A laser focus on food has helped Morrisons, Sainsbury’s and Tesco combat declining sales but looking to 2017 bolstering their general merchandise divisions will return to the fore.
It’s an unsurprising move given some of the figures that emerged from what the media dubbed ‘Super Thursday’ last week after the spate of sales updates given to the market. First up Sainsbury’s, which noted a 10% growth in Tu clothing sales over the third quarter. Similarly, Tesco’s F&F clothing brand enjoyed like-for-like growth of 4.3% while Morrisons’ Nutmeg clothing range continued to rise strongly with sales up over 30% for the nine week Christmas period.
“The clothing business was really, really exceptional over the Christmas quarter. And even general merchandise, again in a challenging market, we are showing growth,” said Sainsbury’s boss Mike Coupe during an analyst call last week (10 January).
But Sainsbury’s is looking to do more to establish the non-food business amongst consumers. Toward the end of 2016 it spun off the GM advertising from grocery – which went to Weiden + Kennedy – and put the account up for review, hunting for an agency that would deliver strategic planning as well as development of creative communications for Tu and general merchandise.
“We're now the sixth largest clothing retailer by volume and in some categories," said Coupe. "I think we now sell more volume than Marks & Spencer in children's wear. So, that shows the way that we've developed the proposition over the last few years and I think five years ago, you wouldn’t have believed that was possible.”
For Tesco, after 18 months refocusing on getting the basics right, the retailer is now on the hunt for the next phase of growth, consequently bringing its F&F brand back into the mix.
“If you ask people on the street what F&F is, they wouldn’t know,” Chris Other, global marketing director at F&F recently told The Drum. “So, we’ve got to improve the brand consideration and awareness – we need to get the brand out there.”
By Other’s own admission the F&F brand has had a “patchy” history in the UK. It had the autonomy to break free from the recognisable Tesco branding but until three years ago hadn’t been particularly consistent in what it had been producing. Now, it’s looking to tread the tricky path of re-connecting with its parent company without becoming a part of it.
“We’re looking to move the F&F brand on in all markets to have one look and feel that’s distinctive around F&F so people really start to understand the brand, what it’s about and where to buy it. For our customers, F&F is only available at Tesco and customers are happy about that,” continued Other.

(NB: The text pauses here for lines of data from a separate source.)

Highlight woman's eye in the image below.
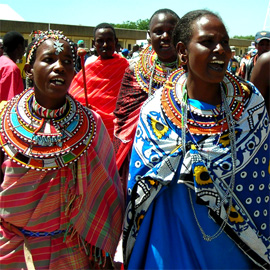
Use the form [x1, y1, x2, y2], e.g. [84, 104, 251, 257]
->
[43, 57, 53, 63]
[64, 60, 72, 64]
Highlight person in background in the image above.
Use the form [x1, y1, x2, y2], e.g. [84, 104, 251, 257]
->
[228, 49, 239, 75]
[0, 38, 4, 57]
[113, 9, 179, 196]
[238, 30, 270, 81]
[84, 48, 98, 66]
[131, 44, 140, 59]
[123, 10, 270, 269]
[0, 31, 25, 102]
[75, 39, 89, 73]
[69, 23, 128, 140]
[250, 52, 270, 115]
[121, 49, 130, 59]
[0, 30, 124, 269]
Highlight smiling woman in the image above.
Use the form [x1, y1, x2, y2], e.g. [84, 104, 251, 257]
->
[123, 10, 270, 269]
[0, 31, 123, 269]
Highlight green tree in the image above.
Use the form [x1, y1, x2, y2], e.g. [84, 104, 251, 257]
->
[112, 19, 149, 30]
[233, 35, 255, 41]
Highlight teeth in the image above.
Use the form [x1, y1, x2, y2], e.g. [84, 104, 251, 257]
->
[210, 60, 224, 65]
[52, 78, 65, 85]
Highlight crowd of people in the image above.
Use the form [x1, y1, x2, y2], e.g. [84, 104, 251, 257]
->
[0, 8, 270, 270]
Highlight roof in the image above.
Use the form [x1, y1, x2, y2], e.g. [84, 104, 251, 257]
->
[0, 4, 25, 21]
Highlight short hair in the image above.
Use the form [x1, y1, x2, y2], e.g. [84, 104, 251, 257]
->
[173, 9, 223, 46]
[3, 31, 24, 53]
[93, 23, 116, 39]
[148, 8, 180, 29]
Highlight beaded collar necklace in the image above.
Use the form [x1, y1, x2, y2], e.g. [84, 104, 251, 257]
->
[134, 46, 178, 95]
[0, 89, 96, 171]
[161, 70, 248, 241]
[161, 68, 246, 135]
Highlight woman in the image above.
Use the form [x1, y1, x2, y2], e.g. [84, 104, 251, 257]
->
[123, 10, 270, 269]
[0, 31, 123, 269]
[113, 9, 179, 190]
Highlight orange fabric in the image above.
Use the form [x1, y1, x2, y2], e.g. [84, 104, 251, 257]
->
[69, 54, 129, 140]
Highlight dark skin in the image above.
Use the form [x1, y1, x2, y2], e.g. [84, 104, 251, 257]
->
[0, 44, 25, 63]
[25, 39, 75, 110]
[129, 13, 177, 71]
[95, 28, 118, 60]
[148, 13, 177, 63]
[250, 52, 270, 114]
[177, 15, 231, 105]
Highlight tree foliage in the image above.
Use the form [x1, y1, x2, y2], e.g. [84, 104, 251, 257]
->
[233, 35, 255, 41]
[112, 19, 149, 30]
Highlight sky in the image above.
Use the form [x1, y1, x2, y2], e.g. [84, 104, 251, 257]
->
[0, 0, 270, 37]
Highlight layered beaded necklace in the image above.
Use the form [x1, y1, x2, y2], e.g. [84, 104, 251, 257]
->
[161, 70, 245, 241]
[134, 46, 178, 96]
[0, 89, 96, 171]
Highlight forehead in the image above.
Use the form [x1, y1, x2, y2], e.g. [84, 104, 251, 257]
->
[95, 28, 114, 38]
[37, 38, 72, 55]
[192, 14, 227, 35]
[150, 13, 177, 30]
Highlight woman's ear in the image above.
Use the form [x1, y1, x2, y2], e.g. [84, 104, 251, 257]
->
[176, 41, 188, 65]
[24, 63, 33, 80]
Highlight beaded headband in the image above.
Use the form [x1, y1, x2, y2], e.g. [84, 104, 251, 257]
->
[26, 30, 76, 65]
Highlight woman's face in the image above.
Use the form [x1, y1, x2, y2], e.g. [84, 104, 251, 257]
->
[148, 13, 177, 63]
[186, 15, 231, 83]
[95, 28, 117, 59]
[31, 39, 74, 107]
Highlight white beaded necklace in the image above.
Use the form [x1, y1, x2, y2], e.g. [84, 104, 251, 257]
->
[181, 83, 236, 242]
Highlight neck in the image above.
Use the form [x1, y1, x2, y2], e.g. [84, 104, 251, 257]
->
[157, 57, 178, 67]
[186, 80, 221, 105]
[3, 52, 17, 63]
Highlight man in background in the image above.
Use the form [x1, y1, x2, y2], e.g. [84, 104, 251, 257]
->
[238, 31, 270, 81]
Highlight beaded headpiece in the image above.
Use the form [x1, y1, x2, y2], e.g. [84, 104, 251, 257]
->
[27, 30, 76, 65]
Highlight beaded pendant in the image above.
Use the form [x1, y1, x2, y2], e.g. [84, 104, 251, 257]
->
[134, 46, 178, 93]
[161, 69, 248, 135]
[0, 89, 96, 171]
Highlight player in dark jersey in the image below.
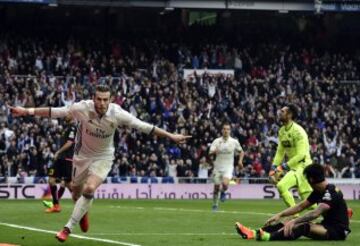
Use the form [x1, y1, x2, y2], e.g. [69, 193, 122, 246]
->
[236, 164, 350, 241]
[43, 116, 76, 213]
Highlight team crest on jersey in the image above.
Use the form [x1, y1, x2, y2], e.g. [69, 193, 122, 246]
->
[323, 191, 331, 201]
[89, 112, 96, 118]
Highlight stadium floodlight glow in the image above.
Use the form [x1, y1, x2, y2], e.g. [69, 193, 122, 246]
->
[279, 9, 289, 14]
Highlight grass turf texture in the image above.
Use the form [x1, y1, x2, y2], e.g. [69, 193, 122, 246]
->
[0, 200, 360, 246]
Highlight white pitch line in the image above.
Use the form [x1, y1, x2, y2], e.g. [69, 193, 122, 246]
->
[110, 206, 360, 223]
[110, 206, 274, 216]
[90, 232, 237, 236]
[0, 222, 141, 246]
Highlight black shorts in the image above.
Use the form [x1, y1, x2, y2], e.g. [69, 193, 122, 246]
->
[48, 159, 72, 182]
[321, 224, 351, 240]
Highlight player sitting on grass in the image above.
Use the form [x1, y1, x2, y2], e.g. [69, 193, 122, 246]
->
[235, 164, 350, 241]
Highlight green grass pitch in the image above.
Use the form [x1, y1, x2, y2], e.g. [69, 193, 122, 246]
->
[0, 200, 360, 246]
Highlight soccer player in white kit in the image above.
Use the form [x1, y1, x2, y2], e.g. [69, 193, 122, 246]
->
[9, 85, 191, 242]
[209, 123, 244, 211]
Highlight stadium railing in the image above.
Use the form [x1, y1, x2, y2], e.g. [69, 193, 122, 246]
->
[0, 176, 360, 185]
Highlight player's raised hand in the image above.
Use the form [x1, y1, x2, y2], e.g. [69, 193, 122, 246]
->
[284, 220, 295, 237]
[7, 105, 29, 117]
[170, 134, 192, 144]
[265, 214, 281, 226]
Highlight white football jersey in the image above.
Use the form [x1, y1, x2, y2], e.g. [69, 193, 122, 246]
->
[56, 100, 154, 160]
[210, 137, 243, 171]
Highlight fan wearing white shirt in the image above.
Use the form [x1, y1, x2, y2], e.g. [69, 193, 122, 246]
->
[9, 85, 191, 242]
[209, 123, 244, 211]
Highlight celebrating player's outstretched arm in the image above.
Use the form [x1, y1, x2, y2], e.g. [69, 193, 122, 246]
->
[9, 85, 191, 242]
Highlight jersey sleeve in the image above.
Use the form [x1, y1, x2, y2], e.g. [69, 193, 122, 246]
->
[306, 191, 321, 204]
[235, 140, 244, 152]
[67, 126, 76, 142]
[319, 190, 341, 208]
[287, 129, 309, 168]
[50, 101, 85, 120]
[116, 106, 155, 134]
[209, 139, 217, 153]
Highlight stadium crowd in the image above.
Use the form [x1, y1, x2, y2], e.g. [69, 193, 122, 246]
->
[0, 29, 360, 182]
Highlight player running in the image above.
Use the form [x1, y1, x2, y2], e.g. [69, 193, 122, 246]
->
[209, 123, 244, 211]
[9, 85, 191, 242]
[43, 116, 76, 213]
[235, 164, 351, 241]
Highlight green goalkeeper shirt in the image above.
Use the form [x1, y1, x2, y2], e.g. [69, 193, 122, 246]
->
[273, 122, 312, 170]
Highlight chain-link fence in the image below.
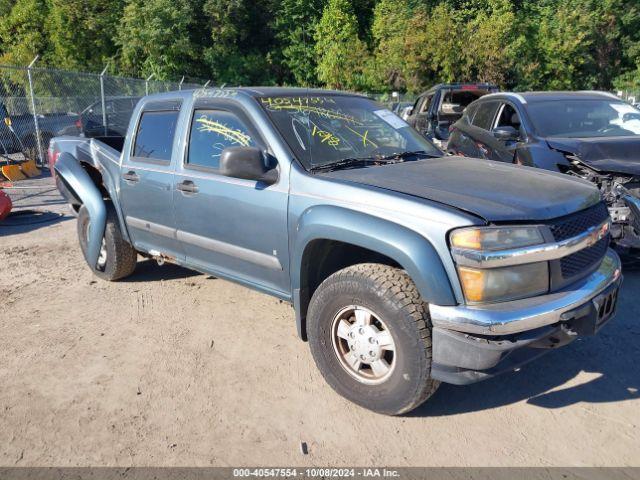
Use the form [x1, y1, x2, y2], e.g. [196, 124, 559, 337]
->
[0, 61, 202, 165]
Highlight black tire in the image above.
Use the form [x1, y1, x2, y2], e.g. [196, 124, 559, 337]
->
[77, 205, 138, 281]
[307, 263, 440, 415]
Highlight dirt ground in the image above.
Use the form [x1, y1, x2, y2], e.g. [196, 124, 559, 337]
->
[0, 175, 640, 466]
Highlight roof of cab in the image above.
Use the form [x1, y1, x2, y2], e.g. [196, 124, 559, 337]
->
[142, 87, 366, 100]
[481, 90, 621, 103]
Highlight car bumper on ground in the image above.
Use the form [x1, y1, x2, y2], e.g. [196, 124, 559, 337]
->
[429, 250, 622, 385]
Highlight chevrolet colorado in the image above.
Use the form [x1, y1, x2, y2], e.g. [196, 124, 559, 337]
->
[49, 88, 622, 415]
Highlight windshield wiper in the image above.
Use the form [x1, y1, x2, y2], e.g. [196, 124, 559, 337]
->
[310, 150, 441, 172]
[378, 150, 442, 161]
[309, 157, 376, 172]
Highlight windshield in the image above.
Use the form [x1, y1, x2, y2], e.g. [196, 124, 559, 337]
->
[259, 95, 442, 169]
[527, 99, 640, 138]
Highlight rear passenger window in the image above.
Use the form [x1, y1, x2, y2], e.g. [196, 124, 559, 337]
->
[187, 110, 256, 169]
[471, 102, 500, 130]
[133, 110, 179, 162]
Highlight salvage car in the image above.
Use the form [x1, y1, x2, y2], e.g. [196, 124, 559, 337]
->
[406, 83, 498, 147]
[448, 92, 640, 258]
[49, 88, 622, 414]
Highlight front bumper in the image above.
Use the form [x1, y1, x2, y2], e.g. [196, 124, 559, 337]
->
[429, 250, 622, 384]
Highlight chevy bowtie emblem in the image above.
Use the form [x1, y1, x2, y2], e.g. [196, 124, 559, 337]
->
[589, 222, 610, 245]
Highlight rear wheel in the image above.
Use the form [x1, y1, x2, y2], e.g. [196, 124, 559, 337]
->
[78, 205, 138, 281]
[307, 264, 439, 415]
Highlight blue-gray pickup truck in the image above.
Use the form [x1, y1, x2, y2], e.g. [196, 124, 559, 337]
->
[49, 88, 622, 414]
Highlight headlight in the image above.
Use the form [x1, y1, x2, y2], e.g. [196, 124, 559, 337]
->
[449, 226, 549, 303]
[458, 262, 549, 303]
[451, 227, 544, 250]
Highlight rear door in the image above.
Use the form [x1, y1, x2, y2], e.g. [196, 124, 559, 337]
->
[491, 102, 525, 163]
[120, 100, 184, 259]
[173, 99, 290, 296]
[465, 100, 500, 159]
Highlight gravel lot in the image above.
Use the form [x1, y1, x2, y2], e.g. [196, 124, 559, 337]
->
[0, 174, 640, 466]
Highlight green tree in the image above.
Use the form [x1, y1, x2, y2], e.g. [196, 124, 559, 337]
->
[460, 0, 526, 87]
[48, 0, 124, 71]
[517, 0, 593, 90]
[315, 0, 368, 90]
[0, 0, 51, 65]
[368, 0, 413, 90]
[275, 0, 326, 86]
[115, 0, 201, 80]
[204, 0, 285, 85]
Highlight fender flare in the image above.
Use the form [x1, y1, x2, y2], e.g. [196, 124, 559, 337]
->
[89, 138, 132, 243]
[54, 152, 107, 266]
[291, 206, 457, 338]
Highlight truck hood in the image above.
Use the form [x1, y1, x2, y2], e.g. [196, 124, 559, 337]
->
[547, 136, 640, 175]
[319, 157, 600, 222]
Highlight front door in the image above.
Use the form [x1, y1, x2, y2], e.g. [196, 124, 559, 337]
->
[120, 102, 184, 259]
[173, 99, 290, 296]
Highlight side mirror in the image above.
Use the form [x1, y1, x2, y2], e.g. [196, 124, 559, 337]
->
[220, 147, 278, 185]
[440, 103, 464, 114]
[491, 126, 520, 142]
[622, 113, 640, 123]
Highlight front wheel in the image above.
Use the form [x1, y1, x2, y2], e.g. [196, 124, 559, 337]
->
[307, 264, 439, 415]
[78, 205, 138, 281]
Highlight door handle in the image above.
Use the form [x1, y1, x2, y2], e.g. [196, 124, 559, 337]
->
[122, 170, 140, 183]
[176, 180, 198, 193]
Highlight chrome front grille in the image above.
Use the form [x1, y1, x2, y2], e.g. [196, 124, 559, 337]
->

“But it’s a different shopping mission, buying for grocery and buying for clothes, so [F&F] needs to look and feel different but still needs to work within that grocery environment. F&F is a brand in its own right and doesn’t just operate in the UK so it needs to be standalone and be able to work in both situations.”
This is tricky brief is being handled by creative agency ODD, which was appointed last November after F&F consolidated its roster of suppliers with the agency. The first piece of repositioning work is expected in April.
But alongside a soon-to-be boosted Tu within Sainsbury’s, Tesco will also find its F&F brand perhaps unexpectedly competing with Morrisons, which has lagged behind its rivals when it comes to general merchandise.
It only launched its first clothing line – Nutmeg – for children in 2013 and has since failed to venture into adult ranges. However, chief executive David Potts promised last year that Nutmeg would be put in a further 100 Morrisons stores this year and across the whole estate by the end of the financial year. Topping off that expansion will be an entry into womenswear, set to roll out in March.
“We’ve got more to go in terms of annualising the benefit of those sales and what customers want,” said Potts.
How Morrisons seeks to market its Nutmeg range remains unclear and it’s questionable how much investment would go into awareness-driving campaign given it still doesn’t sell clothing online.
But all of this comes against a bleak backdrop for clothing retailers, which has been well documented by the struggles at high street stalwarts Next and Marks and Spencer. But for the grocers their differentiating factor comes back to the fundamental reason that they went into clothing in the first place; convenience.
"If you can do your weekly shop, and grab the kids some new PJs, plus get a top for Friday night – amazing. And if anything, attitudes towards ‘everyday’ fashion have softened," said Rob Sellers, managing director at Grey Shopper.
"Brands like ASOS and H&M have helped people feel that clothing can be undbranded and ‘disposable’. So, it makes sense that these business should invest in the category."
And the competition from the high street shouldn't be a concern for Tesco, Sainsbruy's and Morrisons, based squarely in the fact that if they have millions of people coming to their retail spaces (either physical or digital), then cross selling makes perfect sense.
"The challenge is to make your product ‘desirable enough’ to capture enough of those purchases. Hence the investment in building the brand awareness and perception of the likes of Tu, F&F and Nutmeg," he surmised.